Limitations of NIS Database in Evaluation of Epilepsy Surgery Morbidity and Mortality

Author Affiliations

Author Affiliations: Department of Neurology, Epilepsy Center, University Hospitals Case Medical Center (Drs Kaiboriboon, Lhatoo, and Koubeissi); Department of Epidemiology and Biostatistics, Population Health and Outcomes Research Core, Clinical and Translational Science Collaborative, Case Western Reserve University (Drs Kaiboriboon and Koroukian and Mr Schiltz), Cleveland, Ohio.

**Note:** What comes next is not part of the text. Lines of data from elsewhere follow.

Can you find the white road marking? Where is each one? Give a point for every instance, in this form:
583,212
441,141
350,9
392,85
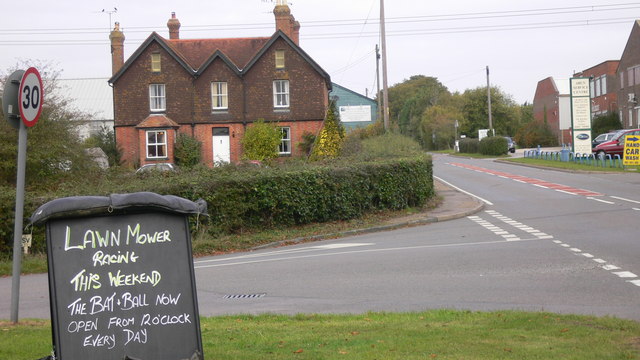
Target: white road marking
626,274
624,199
602,201
610,267
465,192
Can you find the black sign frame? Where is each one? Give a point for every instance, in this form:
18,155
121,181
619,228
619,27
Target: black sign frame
123,286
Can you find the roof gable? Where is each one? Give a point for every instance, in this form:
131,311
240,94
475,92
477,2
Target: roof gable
280,35
154,37
198,52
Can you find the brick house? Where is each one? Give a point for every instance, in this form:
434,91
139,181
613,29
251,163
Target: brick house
604,94
552,102
628,82
213,89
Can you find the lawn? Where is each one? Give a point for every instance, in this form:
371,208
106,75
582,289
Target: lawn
438,334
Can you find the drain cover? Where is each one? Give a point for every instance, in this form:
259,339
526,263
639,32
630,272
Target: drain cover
244,296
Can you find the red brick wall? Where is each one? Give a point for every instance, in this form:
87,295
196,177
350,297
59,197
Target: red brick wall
188,100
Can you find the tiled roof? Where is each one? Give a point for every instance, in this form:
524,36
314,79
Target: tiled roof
196,51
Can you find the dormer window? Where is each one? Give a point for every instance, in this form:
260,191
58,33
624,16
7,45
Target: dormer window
156,65
279,59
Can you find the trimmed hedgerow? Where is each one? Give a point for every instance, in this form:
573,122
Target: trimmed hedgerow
247,198
493,145
469,146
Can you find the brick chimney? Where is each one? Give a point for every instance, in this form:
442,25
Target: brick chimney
117,48
174,27
286,22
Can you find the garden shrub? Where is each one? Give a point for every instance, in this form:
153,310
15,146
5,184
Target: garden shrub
251,198
493,146
469,146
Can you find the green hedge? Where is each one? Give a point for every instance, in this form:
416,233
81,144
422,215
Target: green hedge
248,198
493,145
469,146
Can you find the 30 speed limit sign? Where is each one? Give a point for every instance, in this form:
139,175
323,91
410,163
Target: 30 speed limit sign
30,101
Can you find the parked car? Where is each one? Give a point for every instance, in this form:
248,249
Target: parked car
511,144
156,167
603,138
615,146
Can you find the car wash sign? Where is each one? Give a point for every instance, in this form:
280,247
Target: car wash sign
631,150
581,114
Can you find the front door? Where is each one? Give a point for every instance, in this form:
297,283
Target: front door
221,146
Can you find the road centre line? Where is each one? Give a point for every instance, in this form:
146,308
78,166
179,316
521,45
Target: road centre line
463,191
624,199
602,201
296,257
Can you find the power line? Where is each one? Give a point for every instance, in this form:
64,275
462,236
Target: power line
347,22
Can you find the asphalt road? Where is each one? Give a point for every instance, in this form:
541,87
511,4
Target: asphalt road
545,241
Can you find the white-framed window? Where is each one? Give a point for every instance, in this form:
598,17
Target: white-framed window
156,65
157,97
279,59
156,144
285,143
281,93
219,96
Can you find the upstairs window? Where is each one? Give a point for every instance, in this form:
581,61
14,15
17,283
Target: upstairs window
156,144
279,59
281,94
157,98
155,63
285,143
219,96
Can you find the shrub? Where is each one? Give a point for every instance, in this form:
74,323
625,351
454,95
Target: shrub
260,142
187,151
469,146
493,145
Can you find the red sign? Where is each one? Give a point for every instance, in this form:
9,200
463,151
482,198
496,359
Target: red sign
31,97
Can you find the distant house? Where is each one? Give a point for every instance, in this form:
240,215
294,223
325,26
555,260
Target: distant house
213,90
355,110
93,98
551,103
628,82
604,91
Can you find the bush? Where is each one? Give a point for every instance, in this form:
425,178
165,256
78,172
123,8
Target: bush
250,198
493,146
187,151
260,142
469,146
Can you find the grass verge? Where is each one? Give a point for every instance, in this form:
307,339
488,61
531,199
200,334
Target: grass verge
438,334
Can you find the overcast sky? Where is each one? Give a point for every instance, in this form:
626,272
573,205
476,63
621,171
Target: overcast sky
522,42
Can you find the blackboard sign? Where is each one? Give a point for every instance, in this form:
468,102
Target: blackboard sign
122,286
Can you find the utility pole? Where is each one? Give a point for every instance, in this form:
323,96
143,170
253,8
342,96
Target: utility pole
489,103
385,94
378,94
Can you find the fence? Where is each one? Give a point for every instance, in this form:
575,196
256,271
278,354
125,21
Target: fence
604,161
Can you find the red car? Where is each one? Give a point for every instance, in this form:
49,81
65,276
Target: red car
614,146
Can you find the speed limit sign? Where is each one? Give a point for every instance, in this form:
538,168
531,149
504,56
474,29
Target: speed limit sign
30,97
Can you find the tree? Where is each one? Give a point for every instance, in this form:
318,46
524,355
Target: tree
54,149
437,127
505,112
260,141
329,142
409,99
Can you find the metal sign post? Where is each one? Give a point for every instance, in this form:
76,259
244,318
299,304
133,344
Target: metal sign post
21,100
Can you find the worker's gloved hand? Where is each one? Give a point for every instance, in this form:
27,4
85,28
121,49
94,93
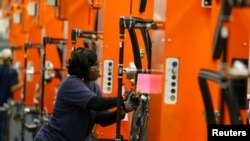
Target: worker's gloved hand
132,102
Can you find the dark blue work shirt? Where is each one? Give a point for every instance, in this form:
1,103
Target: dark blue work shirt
71,121
8,78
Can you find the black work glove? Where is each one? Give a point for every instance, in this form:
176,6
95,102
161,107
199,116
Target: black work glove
132,102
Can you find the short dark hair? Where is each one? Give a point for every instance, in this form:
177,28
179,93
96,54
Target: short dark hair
81,60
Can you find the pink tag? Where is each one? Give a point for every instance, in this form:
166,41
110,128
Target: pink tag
149,83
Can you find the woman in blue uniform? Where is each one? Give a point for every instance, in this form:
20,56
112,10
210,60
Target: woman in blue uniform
79,102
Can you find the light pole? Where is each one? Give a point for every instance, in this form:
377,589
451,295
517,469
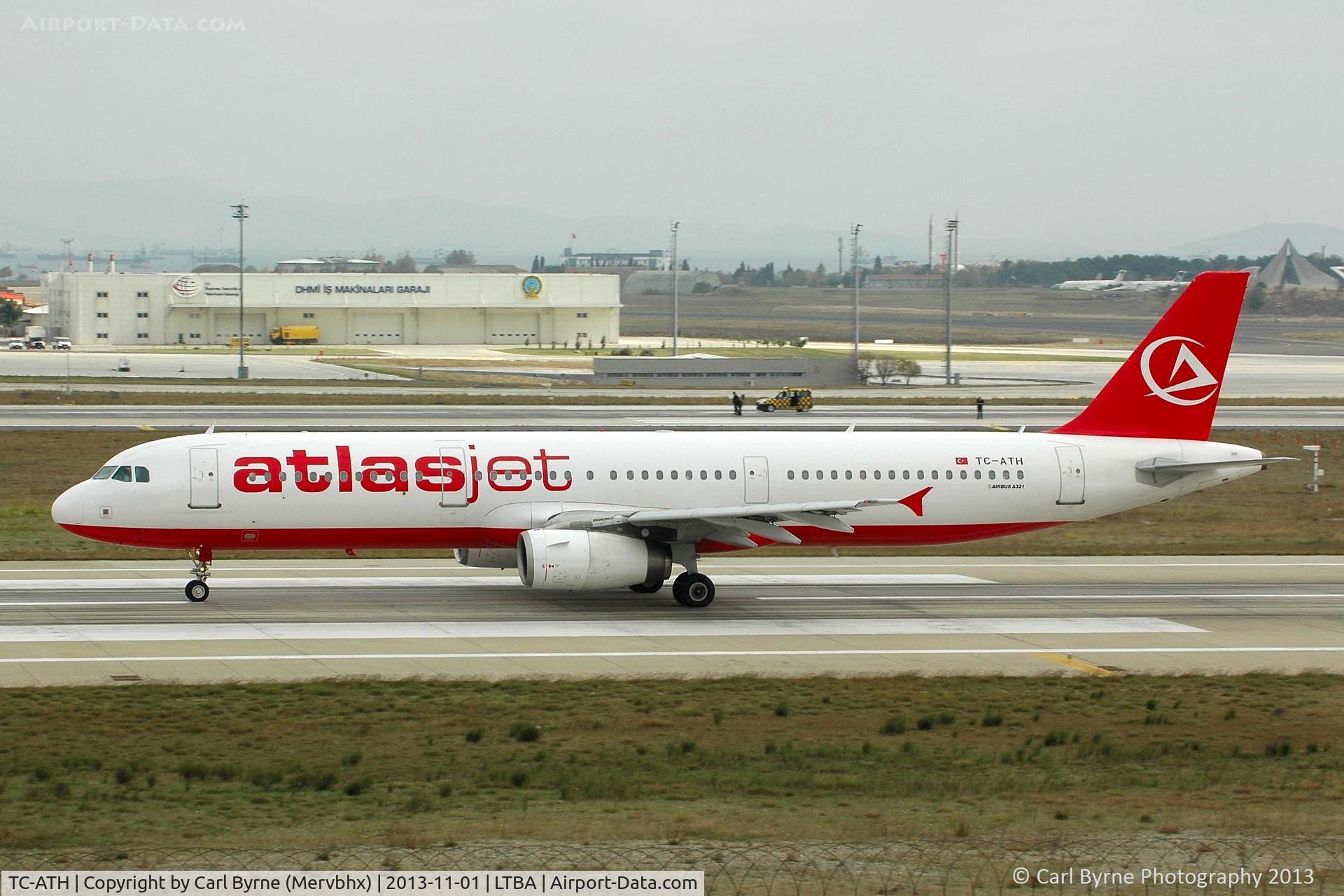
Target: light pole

Arch Neurol. 2011;68(11):1483-1484. doi:10.1001/archneurol.2011.222

McClelland et al1 analyzed the Nationwide Inpatient Sample (NIS) database from 1988 to 2003 with the aim of assessing the morbidity and mortality of anterior temporal lobectomy (ATL) in patients with intractable temporal lobe epilepsy (TLE). They concluded that ATL is safe, with low morbidity and no mortality. This is an important and timely contribution to the literature, as emphasized by the excellent accompanying editorial that details the importance of using what is often highly effective surgical intervention for otherwise refractory focal epilepsy. However, the results should perhaps have been reported as including all refractory focal epilepsies rather than just TLE and all resective epilepsy surgeries rather than just temporal lobectomies. The investigators used International Classification of Diseases, Ninth Revision, Clinical Modification (ICD-9-CM) codes to identify patients with TLE (ICD-9-CM codes 345.41 or 345.51) and ATL (ICD-9-CM code 01.53). These codes are not specific for either TLE or ATL. Indeed, patients with intractable focal epilepsy originating from frontal, parietal, or occipital lobes are also coded as either 345.41 or 345.51 depending on the characteristics of their seizures (complex vs simple partial seizures). Similarly, any lobectomy is coded as 01.53. McClelland et al1 listed a number of limitations but did not mention this coding limitation, which may possibly change their conclusions significantly.